Concussion Recovery: Earthquake Rebuilding for The Brain?
Analytical thinking undoubtedly jumbles the process
Rocky path to recovery
I’m annoyed that my concussion recovery hasn’t been smooth, linear, easily definable, and simple. I like things I can put my mind around.
Memories out of order, intermediate ones difficult to find, and sometimes gone altogether. Everything in my head was tossed about and now feels like a pile of rubble to rebuild. Pain, sometimes in my head and sometimes from other injuries I sustained in the accident, oftentimes distracts me from recalling what I can’t remember.
This is not my first go-round with a violent blow to the head. Three and a half decades ago, I was hit by a truck, and my brain bled onto pavement that was over 100 degrees on an early July evening. I was riding my bicycle home from an all-day babysitting job without a helmet.
Back then, my brain was still developing, and it took a long time to get my personality back; my parents said I spoke without inflection for several weeks after I left the hospital, and they wondered if I would ever get my spark back. Every concussion is unique; I was sassy as ever within days of this one. Fatigue overwhelmed me then, as it does now.
I found helpful advice in dealing with the cognitive understanding of a concussion here:
Odd dreams
What fascinates me with this bout of brain-bouncing are my recent dream encounters. I usually dream with lots of ordinary music and oftentimes wake up with a song in my head, but since the accident, my dreams have included childlike, cartoonish, funny songs that don’t make any sense. When I’m in dreamland, all three of my adult children are inexplicably very young.

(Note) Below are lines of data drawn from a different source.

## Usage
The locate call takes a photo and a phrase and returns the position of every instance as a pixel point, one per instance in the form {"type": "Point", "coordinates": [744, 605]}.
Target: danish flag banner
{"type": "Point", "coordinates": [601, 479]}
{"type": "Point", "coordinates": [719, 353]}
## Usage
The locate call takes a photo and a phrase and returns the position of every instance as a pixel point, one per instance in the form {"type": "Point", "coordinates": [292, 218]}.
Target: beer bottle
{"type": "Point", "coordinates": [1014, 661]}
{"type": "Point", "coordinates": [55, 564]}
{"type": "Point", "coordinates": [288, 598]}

Additionally, I dream of people who’ve been dead for quite some time. I can’t help but feel as though all my memories are scattered and attempting to reorganize themselves logically and chronologically. They are having a difficult time doing so.
When I’m sleeping, it’s such an unexpected treat to interact with my children before those precious years flew by and to again see family and friends that have long since passed on. To have all these otherwise dusty memories fresh once again has been a surprise I don’t mind.
Has anyone else encountered similar or other interesting experiences while trying to recover from head trauma? I’d love to hear about it because objectively, I’m curious, and subjectively it would be helpful to hear about other experiences and how they resolved themselves.